Our Inside-Out God

Some people believe faith is a plot to control minds—to keep people in darkness. Some say it’s an earthbound plot, but the author of a book paradoxically titled …and the truth shall set you free attributes that plot to “multidimensional beings.” He even believes the light from the star of Bethlehem was the space ship of one of those extraterrestrials.

Why do we overcomplicate faith so? It makes God so hard to recognize, considering how close that Holy Spirit really is to us. I like the explanation of St. John of the Cross, doctor of the church, who equates God to our source of light and us to windows with varying degrees of the necessary clarity to let that light into our world. His bottom line: It’s up to us to clear away the grime of our own expectations and let that light shine through for others, unimpeded. 

Sunday’s readings are all about recognizing God’s light within us.

In the gospel of St. John the apostle, Christ’s disciples came to recognize God’s light in the form of Jesus, but the Holy Spirit also helped Jesus see the potential for letting that light shine through them. That gospel begins by explaining John the Baptist’s job as window-cleaner for such light enhancement.

John came for testimony, to testify to the light, so that all might believe through him. He was not the light, but came to testify to the light. The true light, which enlightens everyone, was coming into the world.

As that gospel continues, John the Baptist continues identifying Jesus as that light and pushes his own disciples toward it (Jn 1:35-42). One of those disciples, Andrew, then became the window through which that light would fall on his brother, who was destined to become the rock on which Jesus built his church. As Christ’s spotlight shone on Andrew’s brother, Jesus said:

“You are Simon the son of John; you will be called Cephas” — which is translated Peter.

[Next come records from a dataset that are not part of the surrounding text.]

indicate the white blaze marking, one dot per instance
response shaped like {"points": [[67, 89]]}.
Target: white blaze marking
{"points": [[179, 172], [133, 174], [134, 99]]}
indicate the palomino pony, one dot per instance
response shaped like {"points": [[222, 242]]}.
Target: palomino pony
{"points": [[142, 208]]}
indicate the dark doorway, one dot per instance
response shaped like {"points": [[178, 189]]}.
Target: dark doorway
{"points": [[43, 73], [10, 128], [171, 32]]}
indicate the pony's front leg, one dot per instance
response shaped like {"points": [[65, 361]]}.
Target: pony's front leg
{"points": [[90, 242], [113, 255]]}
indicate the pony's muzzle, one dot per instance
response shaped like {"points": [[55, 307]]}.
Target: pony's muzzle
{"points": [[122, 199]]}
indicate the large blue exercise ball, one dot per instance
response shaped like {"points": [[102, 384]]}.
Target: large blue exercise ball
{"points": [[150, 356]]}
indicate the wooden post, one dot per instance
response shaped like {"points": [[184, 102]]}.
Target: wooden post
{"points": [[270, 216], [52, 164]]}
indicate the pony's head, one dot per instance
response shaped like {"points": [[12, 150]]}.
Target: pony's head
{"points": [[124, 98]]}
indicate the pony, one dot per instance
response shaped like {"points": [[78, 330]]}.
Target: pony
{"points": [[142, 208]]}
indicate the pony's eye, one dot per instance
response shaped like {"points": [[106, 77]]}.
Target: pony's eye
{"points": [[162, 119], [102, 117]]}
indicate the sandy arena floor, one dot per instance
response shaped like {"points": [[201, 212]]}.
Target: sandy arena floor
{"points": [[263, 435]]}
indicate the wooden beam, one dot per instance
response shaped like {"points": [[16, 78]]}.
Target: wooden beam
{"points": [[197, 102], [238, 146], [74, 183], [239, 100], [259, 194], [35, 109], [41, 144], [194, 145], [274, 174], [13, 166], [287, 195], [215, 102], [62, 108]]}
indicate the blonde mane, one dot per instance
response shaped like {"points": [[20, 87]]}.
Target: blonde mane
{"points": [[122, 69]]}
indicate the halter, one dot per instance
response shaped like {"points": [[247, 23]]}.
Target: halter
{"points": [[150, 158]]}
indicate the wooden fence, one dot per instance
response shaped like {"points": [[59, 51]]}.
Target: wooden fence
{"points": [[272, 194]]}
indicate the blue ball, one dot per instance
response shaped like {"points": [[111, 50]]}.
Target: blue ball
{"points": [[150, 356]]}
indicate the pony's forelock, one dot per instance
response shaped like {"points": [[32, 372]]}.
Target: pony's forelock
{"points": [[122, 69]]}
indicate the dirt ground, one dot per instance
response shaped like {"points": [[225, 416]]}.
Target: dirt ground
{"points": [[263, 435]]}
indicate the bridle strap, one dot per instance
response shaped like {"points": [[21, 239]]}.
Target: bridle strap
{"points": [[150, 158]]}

That church with its solid-rock foundation became our home and we became its windows—attracting all outsiders to its shelter by letting God’s light shine through us. As Paul asks us in Sunday’s second reading, (1 Cor 6:13c-15a, 17-20):

Do you not know that your body is a temple of the Holy Spirit within you, whom you have from God, and that you are not your own?

The answer to that for most of us 21st century humans is no. We’re as ignorant of God’s presence in our midst as young Samuel the future prophet was before Eli enabled a formal introduction (1 Sm 3:3b-10, 19).

The LORD called Samuel again, for the third time. Getting up and going to Eli, he said, “Here I am.  You called me.” Then Eli understood that the LORD was calling the youth. So he said to Samuel, “Go to sleep, and if you are called, reply, Speak, LORD, for your servant is listening.”

It seems we Samuels of today require equally dramatic introductions to the Divine to awaken from our slumber. We look to the skies for a dramatic outer-space light show. But as John of the Cross once explained, “one act done in charity is more precious in God’s sight than all the visions and communications possible.” In fact, “many individuals who have not received these experiences are incomparably more advanced than those who have received many.”

It’s not a mystical experience we need, but a radical interior transformation to help others experience Christ more fully in us, concludes John of the Cross.

So, if we are the windows of the church Christ set high on that rock-solid foundation, it’s up to us to make sure our glass is UN-stained. That way his light will shine brightly through us and our temple can be a lighthouse offering shelter to everyone searching for it.